La condizione dei lavoratori stranieri presenta un aspetto peculiare: essi vengono nei territori europei per svolgere le professioni meno gradite ai lavoratori italiani (spesso pur essendo dotati di un livello di istruzione superiore ed essendo inclini a una mobilità territoriale tripla rispetto a essi), ma non si accorda loro l’ingresso e la permanenza se non hanno già un lavoro. L’uguaglianza lavorativa viene concessa agli immigrati regolarizzati mediante sanatorie dopo anni di lavoro nero.

 

Un dovere che genera diritti

Il lavoro nero è una pratica (purtroppo consolidata) estremamente nociva per lo Stato poiché interrompe quel meccanismo per cui, come già descritto, il lavoratore giunge ad adempiere il dovere inderogabile di solidarietà. Il lavoro viene infatti slegato dalla sua nobile ricaduta sociale, economica e politica e sfruttato solamente per quale è: occupazione e impegno perlopiù fisico e manuale (nel caso di lavoratori stranieri).
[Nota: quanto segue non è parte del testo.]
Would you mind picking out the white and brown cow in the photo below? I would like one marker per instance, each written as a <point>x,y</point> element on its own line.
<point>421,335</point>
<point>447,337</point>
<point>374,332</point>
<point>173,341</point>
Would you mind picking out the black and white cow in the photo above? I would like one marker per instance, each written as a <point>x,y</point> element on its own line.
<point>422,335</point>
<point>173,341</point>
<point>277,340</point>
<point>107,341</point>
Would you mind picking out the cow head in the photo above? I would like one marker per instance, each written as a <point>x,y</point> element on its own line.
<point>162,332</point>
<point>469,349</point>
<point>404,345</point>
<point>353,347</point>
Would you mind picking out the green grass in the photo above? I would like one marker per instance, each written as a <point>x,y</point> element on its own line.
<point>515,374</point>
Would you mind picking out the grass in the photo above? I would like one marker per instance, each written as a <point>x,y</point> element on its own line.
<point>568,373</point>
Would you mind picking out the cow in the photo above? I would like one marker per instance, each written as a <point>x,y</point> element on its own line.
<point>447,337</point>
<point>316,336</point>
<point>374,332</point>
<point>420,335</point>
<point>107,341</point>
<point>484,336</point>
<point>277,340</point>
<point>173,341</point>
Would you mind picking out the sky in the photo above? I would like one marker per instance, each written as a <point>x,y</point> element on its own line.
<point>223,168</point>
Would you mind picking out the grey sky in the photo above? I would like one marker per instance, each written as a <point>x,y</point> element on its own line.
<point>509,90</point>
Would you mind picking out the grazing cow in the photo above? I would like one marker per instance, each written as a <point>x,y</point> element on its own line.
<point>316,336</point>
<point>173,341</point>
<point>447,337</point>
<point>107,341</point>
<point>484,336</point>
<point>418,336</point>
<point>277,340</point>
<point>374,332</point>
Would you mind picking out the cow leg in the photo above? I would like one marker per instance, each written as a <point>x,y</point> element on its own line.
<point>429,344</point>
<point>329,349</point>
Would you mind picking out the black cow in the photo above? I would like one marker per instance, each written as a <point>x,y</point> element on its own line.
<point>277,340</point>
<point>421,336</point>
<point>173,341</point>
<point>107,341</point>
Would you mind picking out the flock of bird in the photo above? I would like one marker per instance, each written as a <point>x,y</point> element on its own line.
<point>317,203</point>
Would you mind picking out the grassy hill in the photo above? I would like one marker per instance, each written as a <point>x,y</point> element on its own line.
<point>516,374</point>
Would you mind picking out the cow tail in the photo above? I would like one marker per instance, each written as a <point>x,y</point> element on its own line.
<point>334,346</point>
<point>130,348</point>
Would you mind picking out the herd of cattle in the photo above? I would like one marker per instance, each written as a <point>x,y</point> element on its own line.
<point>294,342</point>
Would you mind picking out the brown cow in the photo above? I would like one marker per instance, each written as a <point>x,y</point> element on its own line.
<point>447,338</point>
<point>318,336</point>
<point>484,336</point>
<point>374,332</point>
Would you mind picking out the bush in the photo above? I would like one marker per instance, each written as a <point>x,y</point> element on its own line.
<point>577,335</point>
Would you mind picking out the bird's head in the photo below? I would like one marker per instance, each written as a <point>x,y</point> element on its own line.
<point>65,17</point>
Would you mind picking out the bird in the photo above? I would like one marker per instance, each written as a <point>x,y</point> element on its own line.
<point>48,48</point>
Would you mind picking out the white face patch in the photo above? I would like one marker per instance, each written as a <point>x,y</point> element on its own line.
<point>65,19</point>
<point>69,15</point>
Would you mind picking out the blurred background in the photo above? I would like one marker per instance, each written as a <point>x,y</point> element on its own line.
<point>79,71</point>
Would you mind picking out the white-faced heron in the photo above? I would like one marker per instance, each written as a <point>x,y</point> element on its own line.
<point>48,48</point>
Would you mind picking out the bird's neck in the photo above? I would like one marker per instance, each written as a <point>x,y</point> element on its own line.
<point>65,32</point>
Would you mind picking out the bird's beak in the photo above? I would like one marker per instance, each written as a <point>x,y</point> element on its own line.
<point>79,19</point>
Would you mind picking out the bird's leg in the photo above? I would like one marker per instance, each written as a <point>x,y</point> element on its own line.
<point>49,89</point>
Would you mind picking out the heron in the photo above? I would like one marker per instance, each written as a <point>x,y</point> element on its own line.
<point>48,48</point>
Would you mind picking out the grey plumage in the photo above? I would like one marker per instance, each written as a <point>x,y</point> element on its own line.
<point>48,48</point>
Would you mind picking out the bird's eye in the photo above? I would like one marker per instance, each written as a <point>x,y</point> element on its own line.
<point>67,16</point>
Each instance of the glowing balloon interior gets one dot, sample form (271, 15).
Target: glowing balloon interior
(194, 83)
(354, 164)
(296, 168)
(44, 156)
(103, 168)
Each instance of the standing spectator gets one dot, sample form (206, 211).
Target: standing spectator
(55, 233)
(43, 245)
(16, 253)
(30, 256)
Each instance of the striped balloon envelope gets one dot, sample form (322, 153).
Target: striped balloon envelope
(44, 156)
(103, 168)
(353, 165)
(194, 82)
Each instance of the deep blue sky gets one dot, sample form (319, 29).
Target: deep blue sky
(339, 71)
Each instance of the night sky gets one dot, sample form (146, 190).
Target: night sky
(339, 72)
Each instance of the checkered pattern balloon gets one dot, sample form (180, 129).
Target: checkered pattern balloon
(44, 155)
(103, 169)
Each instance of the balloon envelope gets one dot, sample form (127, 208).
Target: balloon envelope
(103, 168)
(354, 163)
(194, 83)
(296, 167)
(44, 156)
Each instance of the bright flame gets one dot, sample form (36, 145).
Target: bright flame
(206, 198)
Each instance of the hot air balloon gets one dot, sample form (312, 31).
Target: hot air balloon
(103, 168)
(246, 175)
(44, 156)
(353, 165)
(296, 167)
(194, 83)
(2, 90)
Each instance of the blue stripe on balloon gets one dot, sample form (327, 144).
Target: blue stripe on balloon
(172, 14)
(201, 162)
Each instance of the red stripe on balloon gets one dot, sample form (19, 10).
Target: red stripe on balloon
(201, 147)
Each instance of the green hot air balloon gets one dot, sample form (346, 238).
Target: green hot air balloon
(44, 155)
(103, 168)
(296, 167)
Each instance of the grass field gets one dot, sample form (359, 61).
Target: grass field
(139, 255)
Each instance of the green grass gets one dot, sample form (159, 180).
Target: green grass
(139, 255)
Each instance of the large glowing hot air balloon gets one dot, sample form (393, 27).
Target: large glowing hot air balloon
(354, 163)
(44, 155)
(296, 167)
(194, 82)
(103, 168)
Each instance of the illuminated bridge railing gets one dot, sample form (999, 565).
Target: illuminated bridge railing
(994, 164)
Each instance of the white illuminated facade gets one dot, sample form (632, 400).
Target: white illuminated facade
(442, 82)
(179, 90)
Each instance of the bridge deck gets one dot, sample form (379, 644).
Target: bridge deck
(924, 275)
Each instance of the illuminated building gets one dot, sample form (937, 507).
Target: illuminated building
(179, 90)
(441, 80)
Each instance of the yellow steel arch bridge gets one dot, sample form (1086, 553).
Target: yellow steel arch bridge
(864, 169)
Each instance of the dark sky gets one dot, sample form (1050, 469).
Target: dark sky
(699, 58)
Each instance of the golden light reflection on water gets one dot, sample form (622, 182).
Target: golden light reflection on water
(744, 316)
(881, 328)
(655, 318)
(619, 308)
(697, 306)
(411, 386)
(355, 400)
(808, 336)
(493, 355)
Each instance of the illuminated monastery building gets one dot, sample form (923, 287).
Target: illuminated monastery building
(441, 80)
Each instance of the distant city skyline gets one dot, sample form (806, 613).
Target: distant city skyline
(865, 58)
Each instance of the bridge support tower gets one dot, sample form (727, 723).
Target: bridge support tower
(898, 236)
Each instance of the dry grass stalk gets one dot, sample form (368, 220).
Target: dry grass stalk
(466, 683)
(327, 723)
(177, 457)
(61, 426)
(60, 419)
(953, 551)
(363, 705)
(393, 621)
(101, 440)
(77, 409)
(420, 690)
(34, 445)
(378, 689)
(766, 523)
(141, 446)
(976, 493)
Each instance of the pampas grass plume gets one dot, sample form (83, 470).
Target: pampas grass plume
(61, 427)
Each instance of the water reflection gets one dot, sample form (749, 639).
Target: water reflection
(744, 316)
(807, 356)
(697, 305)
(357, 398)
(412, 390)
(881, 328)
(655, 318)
Va così ad ingrandirsi sempre più il debito “morale” che lo Stato italiano nutre nei loro confronti, siano essi emigrati dai propri paesi di origine per scopi economici o politici.

Anche interpretando il fenomeno dei recenti flussi migratori in chiave puramente giuridica, si perviene a un medesimo “stallo”. L’articolo 13.2 della Dichiarazione universale dei diritti dell’uomo recita: «Ogni individuo ha diritto di lasciare qualsiasi paese, incluso il proprio e di ritornare nel proprio paese». Sul piano teorico, al diritto di emigrare riconosciuto da uno Stato dovrebbe corrispondere un dovere di ammissione da parte di altri Stati, mentre l’imperfezione della comunità internazionale non consente questa reciprocità. Ciò determina una grande ingiustizia nei confronti di centinaia di migliaia di profughi che, con l’irruenza e la frequente drammaticità dei attuali flussi migratori, ci incalzano sempre più a scrivere un nuovo capitolo del diritto internazionale. È infatti necessario inaugurare al più presto un inedito corso giuridico, in grado di superare l’idea (già in parte tramontata) dello Stato-Nazione e approdare a un più auspicabile diritto europeo solidale, inclusivo, umano.